Others have indicated a significant role for the right insular cortex in cardiovascular decompensation after stroke. Tokgozoglu [
50] showed that compared to age-gender matched controls total spectral energy was reduced after ischemic stroke as noted previously by others. However, this was particularly marked in patients with stroke involving the right middle cerebral artery, or the insular cortex. Sudden death was observed in 11%, but occurred more often after right MCA lesions. Naver [
29] indicated that heart rate variability entrained to deep breathing (a parasympathetic relationship) was reduced with right sided stroke, whereas peripheral sympathetic influences were equally distributed between the two sides. Sympathetic skin response and pulse rate variation (parasympathetic measure) were suppressed in patients with both right or left hemisphere lesions compared with controls [
11]. This effect was more marked with right hemisphere lesions, although the authors failed to show a statistical difference when right and left sides were compared.
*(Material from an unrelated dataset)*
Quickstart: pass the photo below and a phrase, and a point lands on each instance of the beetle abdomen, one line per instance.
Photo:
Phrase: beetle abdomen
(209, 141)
On the other hand, Li [
26] indicated that supraventricular arrhythmias were more frequently encountered after right insular infarction compared with strokes in other locations. Interestingly, ST abnormalities were more frequent after left insular involvement in comparison with controls or strokes in other locations. Sander [
43] showed that right hemisphere infarction reduced circadian blood pressure variability and increased nocturnal blood pressure compared to left hemisphere infarcts. Additionally, higher serum noradrenaline levels, longer QTc prolongation and more cardiac arrhythmias were observed after right hemisphere infarction. In general, changes were greatest when there was insular involvement, under which circumstances no laterality effects were observed.
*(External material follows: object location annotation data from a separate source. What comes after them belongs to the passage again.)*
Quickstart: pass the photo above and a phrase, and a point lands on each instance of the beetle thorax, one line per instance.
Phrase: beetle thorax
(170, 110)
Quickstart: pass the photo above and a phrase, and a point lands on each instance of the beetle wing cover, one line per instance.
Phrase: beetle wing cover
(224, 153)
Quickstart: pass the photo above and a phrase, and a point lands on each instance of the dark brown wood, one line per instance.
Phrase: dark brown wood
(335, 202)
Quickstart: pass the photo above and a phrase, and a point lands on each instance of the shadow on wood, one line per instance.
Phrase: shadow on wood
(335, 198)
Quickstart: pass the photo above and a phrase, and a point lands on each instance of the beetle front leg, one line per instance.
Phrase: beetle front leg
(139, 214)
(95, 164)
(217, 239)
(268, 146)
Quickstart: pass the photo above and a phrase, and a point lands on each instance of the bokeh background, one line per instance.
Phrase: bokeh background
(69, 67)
Whereas these changes indicate that left insular lesions may disrupt interactions of central oscillators regulating cardiac rhythmicity, there is some inconsistency in the data. Certainly, right rostral posterior insular stimulation in the rat increases cardiac sympathetic tone; however, lesions involving this region also increase heart rate and blood pressure. These seemingly incompatible effects may relate to anesthetic effects on descending inhibitory and excitatory pathways. Under baseline anesthesia conditions inhibitory pathways (probably insular efferents to the lateral hypothalamic area [
37]) may be maximally operational, and this inhibition is released by insular lesioning. On the other hand, stimulation recruits excitatory pathways, possibly quiescent under basal anesthetic conditions. Human investigations were conducted in minimally anesthetized individuals and so the relationships may differ. In the rat, prolonged left insular stimulation results in both cardiac parasympathetic and sympathetic activation [
33]. The major cardiac effect, however, appears related to parasympathetic upregulation (bradyarrhythmias and complete heart block).